Second, enrollment increases. These are all but insured, for nothing indicates a lowering of the proportion of high school graduates that will attend college. Two demographic trends support this outlook—a cyclical although mild bulge of students now entering high school, and an often overlooked but exploding number of immigrants into the United States (they may help increase the population by 25,000,000 in this decade). What I doubt is that university administrators will be able to win increases of funding to match the higher enrollments, despite their past effectiveness in both begging and lobbying.

Finally, the curtailment of Ph.D. production in history. Firm data, plus the impressions of professors in most graduate departments, already document both a gradual increase in graduate enrollments and more quality applicants. Our scandalous attrition rates should drop, perhaps are dropping. Departmental concern, and outside pressures, particularly from the Mellon Foundation, may lower completion times. Thus, I predict an average of at least 800 annual Ph.D.s in history by the late nineties, up 200 above the average of just over 600 in the last decade.

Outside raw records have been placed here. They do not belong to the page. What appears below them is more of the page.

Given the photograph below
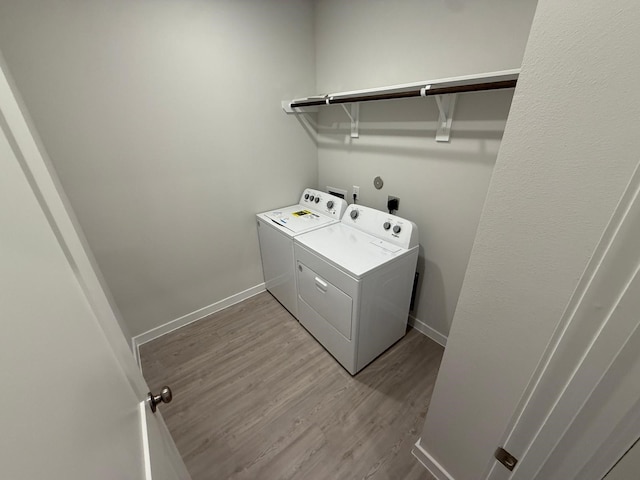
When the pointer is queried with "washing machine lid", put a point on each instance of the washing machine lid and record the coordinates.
(351, 250)
(297, 219)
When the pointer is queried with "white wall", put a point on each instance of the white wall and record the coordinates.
(442, 187)
(559, 175)
(162, 120)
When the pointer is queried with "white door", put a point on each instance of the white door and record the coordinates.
(73, 405)
(628, 466)
(582, 411)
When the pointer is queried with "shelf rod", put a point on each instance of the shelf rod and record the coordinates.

Will there be enough jobs? That depends upon what one means by enough. I doubt that we will have jobs for every Ph.D. I am not sure it is desirable to have so many, or to eliminate competition for such jobs. If, in 1998, we graduate 800 Ph.D.s, ten percent will be foreign students, most not competitors for American jobs. Approximately 20 percent will gain jobs in public history fields. About 70 percent (or 560) will compete for academic jobs, with the great base of such jobs still in comprehensive universities (the former state teachers' colleges). Even the most modest projections indicate a demand for at least 560 newly minted historians each year, but competing for jobs then, as now, will be a large pool of former Ph.D.s, some now unemployed, some on postdoctoral fellowships, many in one-year temporary positions (our Methodist-like itinerants), and a distressing number in part-time positions. I had hoped, even kept anticipating over the last twenty years, that we could place a large share of that accumulated surplus in two-year colleges. It has not happened, and for reasons of funding and of academic culture probably will not happen in the near future.

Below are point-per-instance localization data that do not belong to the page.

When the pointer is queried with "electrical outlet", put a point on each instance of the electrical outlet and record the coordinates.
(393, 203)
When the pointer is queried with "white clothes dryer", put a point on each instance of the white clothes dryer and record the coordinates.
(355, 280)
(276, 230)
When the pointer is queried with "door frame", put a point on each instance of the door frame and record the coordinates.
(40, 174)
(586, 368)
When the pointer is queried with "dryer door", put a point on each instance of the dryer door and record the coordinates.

My conclusions may seem pessimistic. They are tied almost entirely to what I believe will be sustained financial pressures upon higher education, not upon any skewed relationship between supply and demand. I see no return to the booming sixties. The market for historians will remain very competitive, but not cruelly so and possibly not quite as competitive as today. I see no return to the dismal early eighties. Most Ph.D.s will get a position that utilizes their training, but not quickly or easily. Itinerancy or part-time work will remain the first step for half our graduates. Tenure-track positions, as a proportion of the total, will continue to decline. The stress within tenure-track jobs will increase, because tenure standards will continue to go up. Joining the few casualties at the start will be an increased number who lose positions when they fail to get tenure. Despite the enormous prestige of higher education, and its obvious clout in an ever more meritocratic and elitist social system, the hard competitive realities that have already helped transform most industries are finally catching up with us, just as they are catching up with the largest and most privileged service industry—medicine.

—Paul Conkin, Vanderbilt University, is a member of the Professional Division.